Motivation: Improve the time-consuming and error-prone nature of manual blood vessel segmentation, as well as the limitations of existing automated algorithms like ImageJ.
Segmentation of Blood Vessels from Eye Fundus |
Segmentation obtained using a simple U-net. |
Segmentation of Blood Vessels from Chicken Embryo |
Notice that there is some blood vessel in the background that should be ignored by the algorithm. |
Labels:
- White: Segmentation made by hand. (Ground Truth)
- Blue: Correct segmentation predicted by the algorithm. (True Postiive)
- Green: Incorrect segmentation predicted by the algorithm. (False Positive)
Cancer cells grow randomly and quickly, creating blood vessels to capture more nutrients from the organism.
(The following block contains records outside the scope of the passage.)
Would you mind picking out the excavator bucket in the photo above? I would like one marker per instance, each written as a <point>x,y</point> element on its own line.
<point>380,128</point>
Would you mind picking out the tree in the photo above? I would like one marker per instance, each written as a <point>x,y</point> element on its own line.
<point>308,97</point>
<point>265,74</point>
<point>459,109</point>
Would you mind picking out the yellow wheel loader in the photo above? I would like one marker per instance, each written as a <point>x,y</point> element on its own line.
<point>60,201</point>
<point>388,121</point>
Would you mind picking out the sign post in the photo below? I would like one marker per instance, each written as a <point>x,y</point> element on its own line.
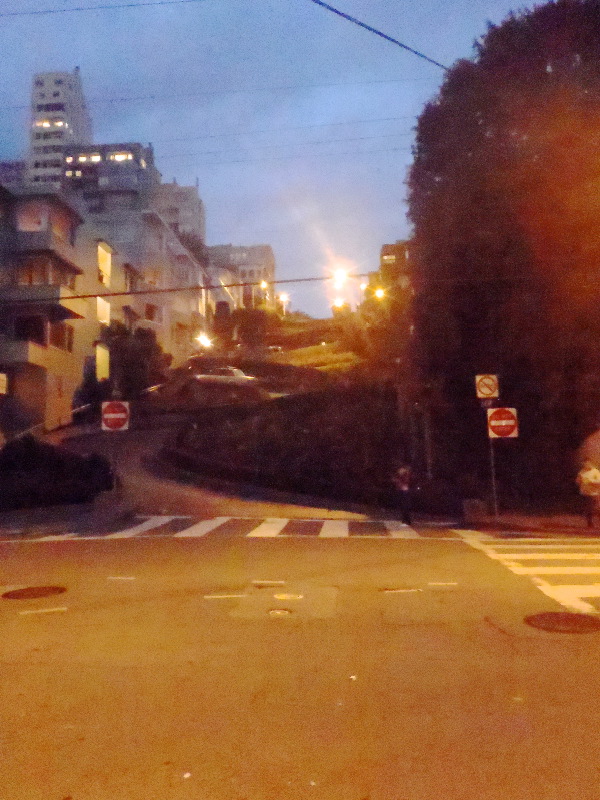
<point>502,424</point>
<point>115,417</point>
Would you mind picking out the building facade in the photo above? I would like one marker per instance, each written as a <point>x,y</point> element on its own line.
<point>59,118</point>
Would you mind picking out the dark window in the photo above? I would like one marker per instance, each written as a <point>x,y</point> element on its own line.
<point>31,329</point>
<point>61,336</point>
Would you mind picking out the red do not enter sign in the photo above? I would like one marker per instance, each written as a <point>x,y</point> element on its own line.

Some drugs have an interesting behavior of constricting blood vessels, preventing blood from circulating; these drugs can be applied to cancer cells to prevent them from receiving nutrients, which leads to cancer cell death. At the Federal University of Minas Gerais (UFMG), the effects of these drugs are studied on the blood vessels of chicken embryos. Pictures of the blood vessels are taken before and after the application of the drug. By comparing these two pictures, it is possible to measure the blood vessels' growth or shrinkage. To enable this type of study, it is necessary to segment all the blood vessels from a set of images before any analysis can be done.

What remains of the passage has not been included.